His letters convey a profound thought, coupled with critical, sensitive, relentless critical response. Spontaneous, informal, deeply thoughtful, and deeply felt, this is one of the best letters written by any English poet. In addition to their interest in the commentary on his work, they have the right to independent literary status.
Reputation
It is impossible to say how much Keats lost in early death. His reputation grew steadily throughout the nineteenth century. Though William Holman Hunt, a pre-Raphaelite painter of the late 1840s, might refer to him as “this little-known poet.”

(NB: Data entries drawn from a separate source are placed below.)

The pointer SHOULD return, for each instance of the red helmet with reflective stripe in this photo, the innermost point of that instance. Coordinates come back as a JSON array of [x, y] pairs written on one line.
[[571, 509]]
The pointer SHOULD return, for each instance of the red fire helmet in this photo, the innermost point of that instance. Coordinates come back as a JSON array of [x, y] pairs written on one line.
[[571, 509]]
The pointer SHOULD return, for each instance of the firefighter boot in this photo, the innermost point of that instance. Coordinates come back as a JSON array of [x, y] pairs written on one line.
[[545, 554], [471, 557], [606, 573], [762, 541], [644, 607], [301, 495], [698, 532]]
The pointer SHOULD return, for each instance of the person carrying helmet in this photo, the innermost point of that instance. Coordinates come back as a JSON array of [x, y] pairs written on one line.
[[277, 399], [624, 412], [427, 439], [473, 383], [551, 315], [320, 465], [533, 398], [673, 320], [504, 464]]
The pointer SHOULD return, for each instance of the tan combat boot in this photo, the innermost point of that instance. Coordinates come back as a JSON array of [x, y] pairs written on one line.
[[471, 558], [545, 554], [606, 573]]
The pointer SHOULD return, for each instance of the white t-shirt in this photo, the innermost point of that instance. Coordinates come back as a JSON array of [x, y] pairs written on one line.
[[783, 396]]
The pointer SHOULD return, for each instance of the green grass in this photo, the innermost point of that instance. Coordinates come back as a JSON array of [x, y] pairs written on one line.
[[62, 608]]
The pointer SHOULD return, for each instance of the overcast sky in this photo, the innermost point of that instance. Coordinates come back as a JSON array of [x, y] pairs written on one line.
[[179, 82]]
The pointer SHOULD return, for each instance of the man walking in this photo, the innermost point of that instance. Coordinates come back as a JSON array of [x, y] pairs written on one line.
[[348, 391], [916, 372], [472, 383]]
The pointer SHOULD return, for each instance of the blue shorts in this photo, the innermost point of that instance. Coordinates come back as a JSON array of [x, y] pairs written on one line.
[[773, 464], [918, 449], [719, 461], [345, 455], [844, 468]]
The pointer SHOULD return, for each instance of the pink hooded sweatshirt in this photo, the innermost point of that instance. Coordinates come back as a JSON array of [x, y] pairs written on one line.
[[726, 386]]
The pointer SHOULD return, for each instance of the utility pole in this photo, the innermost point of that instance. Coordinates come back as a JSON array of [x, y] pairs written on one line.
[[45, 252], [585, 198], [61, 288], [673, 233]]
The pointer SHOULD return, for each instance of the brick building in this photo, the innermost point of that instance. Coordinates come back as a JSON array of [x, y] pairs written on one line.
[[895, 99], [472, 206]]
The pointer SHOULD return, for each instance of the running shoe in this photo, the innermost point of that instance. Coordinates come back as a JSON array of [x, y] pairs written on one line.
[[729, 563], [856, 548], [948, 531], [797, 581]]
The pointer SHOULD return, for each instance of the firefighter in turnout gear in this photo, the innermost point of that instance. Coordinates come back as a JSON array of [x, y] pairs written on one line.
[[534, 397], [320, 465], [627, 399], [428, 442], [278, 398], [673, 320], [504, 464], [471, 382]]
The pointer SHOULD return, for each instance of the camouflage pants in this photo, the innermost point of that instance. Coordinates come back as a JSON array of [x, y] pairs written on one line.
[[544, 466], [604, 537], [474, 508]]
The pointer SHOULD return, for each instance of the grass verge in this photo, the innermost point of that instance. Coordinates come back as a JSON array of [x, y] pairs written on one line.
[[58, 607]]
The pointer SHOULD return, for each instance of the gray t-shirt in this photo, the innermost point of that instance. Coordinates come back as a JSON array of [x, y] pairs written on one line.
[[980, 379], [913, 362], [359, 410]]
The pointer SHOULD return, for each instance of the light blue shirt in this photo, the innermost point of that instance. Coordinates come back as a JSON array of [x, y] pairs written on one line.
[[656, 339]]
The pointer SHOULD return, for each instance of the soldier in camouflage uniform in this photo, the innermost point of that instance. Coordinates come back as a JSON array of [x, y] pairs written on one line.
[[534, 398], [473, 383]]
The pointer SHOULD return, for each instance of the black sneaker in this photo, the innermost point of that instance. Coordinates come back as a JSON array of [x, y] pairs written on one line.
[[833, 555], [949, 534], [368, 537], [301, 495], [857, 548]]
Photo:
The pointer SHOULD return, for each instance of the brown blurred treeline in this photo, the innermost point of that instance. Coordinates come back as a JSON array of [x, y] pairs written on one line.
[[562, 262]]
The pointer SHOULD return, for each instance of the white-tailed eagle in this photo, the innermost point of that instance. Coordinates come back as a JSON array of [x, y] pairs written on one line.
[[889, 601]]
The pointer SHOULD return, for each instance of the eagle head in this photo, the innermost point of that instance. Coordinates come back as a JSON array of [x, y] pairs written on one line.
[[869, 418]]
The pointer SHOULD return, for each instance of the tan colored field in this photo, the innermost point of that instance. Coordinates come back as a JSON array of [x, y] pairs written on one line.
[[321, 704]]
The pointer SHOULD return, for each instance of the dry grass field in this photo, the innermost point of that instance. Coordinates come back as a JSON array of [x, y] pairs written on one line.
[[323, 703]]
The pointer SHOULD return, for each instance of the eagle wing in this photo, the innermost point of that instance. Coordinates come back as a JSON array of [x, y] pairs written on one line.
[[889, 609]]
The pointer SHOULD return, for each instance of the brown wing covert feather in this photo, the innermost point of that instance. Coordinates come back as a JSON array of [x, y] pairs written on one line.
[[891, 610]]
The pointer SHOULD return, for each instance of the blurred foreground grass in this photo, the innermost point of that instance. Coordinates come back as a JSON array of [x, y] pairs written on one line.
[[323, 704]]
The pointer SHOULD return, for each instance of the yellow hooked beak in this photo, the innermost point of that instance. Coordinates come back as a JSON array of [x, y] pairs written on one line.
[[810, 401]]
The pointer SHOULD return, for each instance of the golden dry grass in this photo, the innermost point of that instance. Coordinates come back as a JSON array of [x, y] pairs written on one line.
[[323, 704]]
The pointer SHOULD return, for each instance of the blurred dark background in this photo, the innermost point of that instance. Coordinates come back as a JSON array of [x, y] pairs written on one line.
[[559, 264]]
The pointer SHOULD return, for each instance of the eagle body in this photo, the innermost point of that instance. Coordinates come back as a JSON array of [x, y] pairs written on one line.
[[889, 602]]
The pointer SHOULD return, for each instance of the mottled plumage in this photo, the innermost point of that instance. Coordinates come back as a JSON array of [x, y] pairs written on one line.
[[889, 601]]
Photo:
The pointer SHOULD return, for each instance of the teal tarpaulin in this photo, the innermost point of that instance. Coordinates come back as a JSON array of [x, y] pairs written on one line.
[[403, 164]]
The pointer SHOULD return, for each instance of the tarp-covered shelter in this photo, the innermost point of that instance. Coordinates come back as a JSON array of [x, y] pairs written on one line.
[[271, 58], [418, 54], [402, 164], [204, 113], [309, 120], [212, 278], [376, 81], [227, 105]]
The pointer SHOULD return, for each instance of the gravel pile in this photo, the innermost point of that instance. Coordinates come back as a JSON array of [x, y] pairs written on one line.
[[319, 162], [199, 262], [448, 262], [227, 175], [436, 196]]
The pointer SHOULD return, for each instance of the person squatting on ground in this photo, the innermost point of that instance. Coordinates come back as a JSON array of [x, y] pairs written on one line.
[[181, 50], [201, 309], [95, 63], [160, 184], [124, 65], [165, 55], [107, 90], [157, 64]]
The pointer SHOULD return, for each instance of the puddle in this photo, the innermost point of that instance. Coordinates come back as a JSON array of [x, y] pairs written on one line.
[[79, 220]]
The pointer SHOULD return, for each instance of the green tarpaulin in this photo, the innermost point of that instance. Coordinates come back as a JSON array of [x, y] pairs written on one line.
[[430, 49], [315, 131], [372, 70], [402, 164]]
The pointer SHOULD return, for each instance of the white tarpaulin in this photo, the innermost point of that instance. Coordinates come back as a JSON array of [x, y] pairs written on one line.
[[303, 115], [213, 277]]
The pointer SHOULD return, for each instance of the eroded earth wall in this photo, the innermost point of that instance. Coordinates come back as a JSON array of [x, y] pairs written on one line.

From Alfred, Lord Tennyson’s early work to Victorian-era decorative romantic verse, his influence found everywhere. His general emotional mood and the taste of his natural observation moments were much appreciated by the Pre-Raphaelites. Who both echoed his poetry spontaneously and portrayed it in their paintings.
Keats’s nineteenth-century followers thoroughly valued the more subtle aspects of his work. And it left mostly in the twentieth century to realize the full range of his technical and intellectual achievements.